Let's first go back to the loss function expression itself. The loss function itself is a form of y=x^2. Everyone should have learned mathematics in senior high school. This is a parabolic equation with an opening upward, which is roughly as follows:
How do we find the lowest point of this function? The above figure is a two-dimensional diagram. We can easily see with the naked eye that when x=0, y is the smallest. If there are more dimensions, such as z = (x-10)^2 + (y-10)^2, the following figure is obtained:
How do we locate the minimum value? In particular, x here is a concept of "large" parameter, and x should be equal to the following formula
Let's make it clear that the abscissa in the figure above is x and Y in the function expression θ We already know, so we find the most appropriate (x,y) to minimize the value of the function. If we are now a known sample (x,y), then the variable in the figure above becomes
θ
0
θ_0
θ 0} and
θ
i
θ_i
θ i, not really
x
i
x_i
xi, we are
θ
0
θ_0
θ 0} and
θ
i
θ_i
θ i) diagram as input variable,
x
i
x_i
xi. And
y
i
y_i
yi , are known fixed values, which must be clear. The value of the ordinate in the figure above becomes the value of the loss function.
Our problem is to know the coordinates (x,y) of the sample to solve a set of problems θ Parameter to minimize the value of the loss function. How do we find the lowest point in the figure above? Because we find the lowest point, all dimensions of the abscissa corresponding to the lowest point are what we want θ 0 θ_0 θ 0} and θ i θ_i θ i, and the ordinate is the minimum value of the loss function. Find the lowest point and all the answers will be solved.
Now the problem? Is there an algorithm that allows us to slowly locate the minimum value? This algorithm is the gradient descent method.
2. Introduction to gradient descent method
2.1 idea of gradient descent method
Firstly, we introduce the overall idea of gradient descent method. Suppose you are standing at the top of a mountain. You have to reach the lowest point of the mountain before dark. There is a food and water supply station where you can supplement energy. You don't need to consider the safety of going down the mountain. Even if you choose the steepest cliff, you can retreat all over. So how can you go down the mountain fastest?
The quickest way is to take the current position as the benchmark, find the steepest place in the position, and then go down in that direction. After walking a certain distance, we can find the steepest place again based on the current position, repeat it all the time, and finally we can reach the lowest point. We need to constantly reposition the steepest place so that it is not limited to local optimization.
Then we will face two problems in the whole process of going down the mountain:
How to measure the "steepness" of mountain peaks;
Measure the steepness again after each distance; If you go too long, the overall measurement times will be less, which may lead to not taking the best route and missing the lowest point.
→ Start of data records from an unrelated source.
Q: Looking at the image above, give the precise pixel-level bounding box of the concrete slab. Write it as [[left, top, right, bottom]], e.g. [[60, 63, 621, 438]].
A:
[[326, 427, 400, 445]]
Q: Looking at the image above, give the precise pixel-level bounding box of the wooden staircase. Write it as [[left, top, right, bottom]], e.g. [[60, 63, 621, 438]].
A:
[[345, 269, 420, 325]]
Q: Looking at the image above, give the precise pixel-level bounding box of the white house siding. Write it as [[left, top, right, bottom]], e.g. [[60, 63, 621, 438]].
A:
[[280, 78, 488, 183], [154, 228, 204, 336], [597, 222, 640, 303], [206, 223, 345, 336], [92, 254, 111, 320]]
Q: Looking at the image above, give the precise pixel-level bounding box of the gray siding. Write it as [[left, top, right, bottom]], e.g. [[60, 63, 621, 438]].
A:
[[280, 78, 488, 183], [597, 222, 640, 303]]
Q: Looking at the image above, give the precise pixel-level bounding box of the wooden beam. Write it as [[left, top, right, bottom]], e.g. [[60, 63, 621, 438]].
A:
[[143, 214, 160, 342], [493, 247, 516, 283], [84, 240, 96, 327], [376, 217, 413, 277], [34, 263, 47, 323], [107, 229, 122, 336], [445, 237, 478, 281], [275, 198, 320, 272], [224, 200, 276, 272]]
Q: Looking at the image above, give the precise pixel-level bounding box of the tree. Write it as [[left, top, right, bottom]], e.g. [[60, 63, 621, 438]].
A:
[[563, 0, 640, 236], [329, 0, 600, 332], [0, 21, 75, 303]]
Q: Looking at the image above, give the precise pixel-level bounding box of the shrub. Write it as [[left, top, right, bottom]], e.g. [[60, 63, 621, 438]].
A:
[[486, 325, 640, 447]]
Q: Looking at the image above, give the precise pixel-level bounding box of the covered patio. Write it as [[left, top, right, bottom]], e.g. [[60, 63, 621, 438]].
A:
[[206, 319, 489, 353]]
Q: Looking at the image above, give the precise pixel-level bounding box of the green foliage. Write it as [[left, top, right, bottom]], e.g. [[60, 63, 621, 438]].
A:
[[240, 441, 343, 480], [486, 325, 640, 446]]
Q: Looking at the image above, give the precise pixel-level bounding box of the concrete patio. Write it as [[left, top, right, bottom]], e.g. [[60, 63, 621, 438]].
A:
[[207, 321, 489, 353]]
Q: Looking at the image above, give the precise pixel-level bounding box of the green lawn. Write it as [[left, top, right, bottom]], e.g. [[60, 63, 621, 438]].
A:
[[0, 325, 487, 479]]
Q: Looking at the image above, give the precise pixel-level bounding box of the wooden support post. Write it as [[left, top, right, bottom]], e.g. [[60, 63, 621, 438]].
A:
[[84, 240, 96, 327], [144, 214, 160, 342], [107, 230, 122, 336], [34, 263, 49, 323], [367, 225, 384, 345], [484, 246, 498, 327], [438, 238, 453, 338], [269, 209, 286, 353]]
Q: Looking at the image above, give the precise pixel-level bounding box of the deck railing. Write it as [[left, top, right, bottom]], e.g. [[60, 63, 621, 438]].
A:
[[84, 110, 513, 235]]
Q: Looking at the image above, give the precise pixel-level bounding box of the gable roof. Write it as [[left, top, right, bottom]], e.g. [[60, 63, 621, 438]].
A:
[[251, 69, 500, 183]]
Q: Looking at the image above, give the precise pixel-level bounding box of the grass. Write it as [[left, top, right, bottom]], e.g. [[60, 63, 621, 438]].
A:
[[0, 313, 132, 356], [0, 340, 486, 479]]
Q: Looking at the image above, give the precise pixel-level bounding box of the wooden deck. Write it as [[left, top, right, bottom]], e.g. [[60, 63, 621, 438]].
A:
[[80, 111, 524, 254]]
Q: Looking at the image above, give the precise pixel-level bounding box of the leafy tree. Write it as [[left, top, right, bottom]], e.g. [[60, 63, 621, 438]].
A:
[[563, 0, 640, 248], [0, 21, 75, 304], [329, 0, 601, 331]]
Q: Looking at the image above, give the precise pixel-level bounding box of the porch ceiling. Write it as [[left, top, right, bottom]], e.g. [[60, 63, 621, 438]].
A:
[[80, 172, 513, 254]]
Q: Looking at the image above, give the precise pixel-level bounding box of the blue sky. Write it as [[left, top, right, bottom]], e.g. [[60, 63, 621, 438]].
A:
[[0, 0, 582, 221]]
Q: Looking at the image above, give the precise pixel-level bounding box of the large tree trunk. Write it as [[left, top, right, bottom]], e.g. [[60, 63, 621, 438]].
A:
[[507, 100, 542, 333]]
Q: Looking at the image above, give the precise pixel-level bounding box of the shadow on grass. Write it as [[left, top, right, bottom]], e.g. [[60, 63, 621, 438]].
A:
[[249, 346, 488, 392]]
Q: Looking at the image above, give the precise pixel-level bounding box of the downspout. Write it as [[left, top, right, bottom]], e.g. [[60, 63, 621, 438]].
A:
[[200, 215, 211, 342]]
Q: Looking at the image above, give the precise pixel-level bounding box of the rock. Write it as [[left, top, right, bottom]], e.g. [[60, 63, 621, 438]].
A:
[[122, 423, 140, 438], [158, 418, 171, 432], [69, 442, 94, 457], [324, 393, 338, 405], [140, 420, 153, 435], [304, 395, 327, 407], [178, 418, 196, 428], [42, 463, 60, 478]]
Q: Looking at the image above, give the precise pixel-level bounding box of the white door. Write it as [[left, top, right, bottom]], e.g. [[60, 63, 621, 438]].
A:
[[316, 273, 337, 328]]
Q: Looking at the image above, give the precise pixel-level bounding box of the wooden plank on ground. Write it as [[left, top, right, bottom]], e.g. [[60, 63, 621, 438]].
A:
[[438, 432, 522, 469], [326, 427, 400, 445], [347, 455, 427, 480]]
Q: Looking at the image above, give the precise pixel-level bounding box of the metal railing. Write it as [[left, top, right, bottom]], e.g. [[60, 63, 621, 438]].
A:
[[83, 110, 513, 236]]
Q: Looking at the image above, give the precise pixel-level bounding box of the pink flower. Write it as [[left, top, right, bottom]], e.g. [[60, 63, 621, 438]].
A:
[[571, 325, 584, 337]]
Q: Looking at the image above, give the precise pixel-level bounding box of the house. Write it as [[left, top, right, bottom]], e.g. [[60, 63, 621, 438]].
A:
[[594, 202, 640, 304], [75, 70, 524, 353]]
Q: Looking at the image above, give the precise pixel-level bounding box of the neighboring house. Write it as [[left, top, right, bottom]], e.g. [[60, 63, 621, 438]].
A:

The journey is too short, the measurement times are too frequent, and the overall time is too long. It has already GG before reaching the food supply station. How to set the step size here?
Part 1 describes how to locate the highest point of a parabola from an opening upward to the lowest point, which is completely similar to the scene of going down the mountain. The parabola is equivalent to a mountain peak. Our goal is to find the lowest point of the parabola, that is, the bottom of the mountain. The fastest way to go down the mountain is to find the steepest direction of the current position, and then go down this direction. Corresponding to the parabola, it is to calculate the gradient of a given point, and then move in the opposite direction of the gradient (Part 2.3 will explain why it is in the opposite direction of the gradient), so as to make the parabola value drop the fastest. At the same time, like going down the mountain, we should constantly locate the new position, calculate the gradient of the new position, then descend in the new direction, and finally slowly locate the lowest point of the parabola.
2.2 gradient descent algorithm
Part2. The idea of gradient descent method has been introduced, leaving two problems. The first is how to calculate the "steepness". We call it gradient here. We use ≓ J_ θ Instead. The second is the step size problem. We use one α The learning rate represents this step, α Larger represents larger step size. Knowing these two values, how do we get them θ Parameter update expression?
J is about θ A function that assumes that initially we are θ_ 1 at this position, go from this point to the minimum point of J, that is, the bottom of the mountain. First, we determine the forward direction, that is, the reverse of the gradient "- J_ θ”, Then walk a distance in steps, that is α, After this step, we will arrive at θ_ 2 this point. The expression is as follows:
We keep updating according to the above expression θ Value until θ Until the convergence remains unchanged, when we reach the bottom of the mountain, the gradient of the function is 0, θ The value will not be updated because the second half of the expression is always 0. The value of the loss function must be decreasing during the whole descent process, but we want to learn the parameter value θ Not necessarily decreasing all the time. Because we need to find the coordinate point with the smallest loss function. The coordinates of this coordinate point are not necessarily the origin, but may be (2, 3) or even (4, 6). What we find is the most appropriate θ Value minimizes the loss function. In the following figure, we use an example to illustrate:
The lowest point in the figure above is obviously the origin. We approach this lowest point by gradient descent method. We can see that the value of the loss function is decreasing all the time, θ The value of is also converging towards the value of 0.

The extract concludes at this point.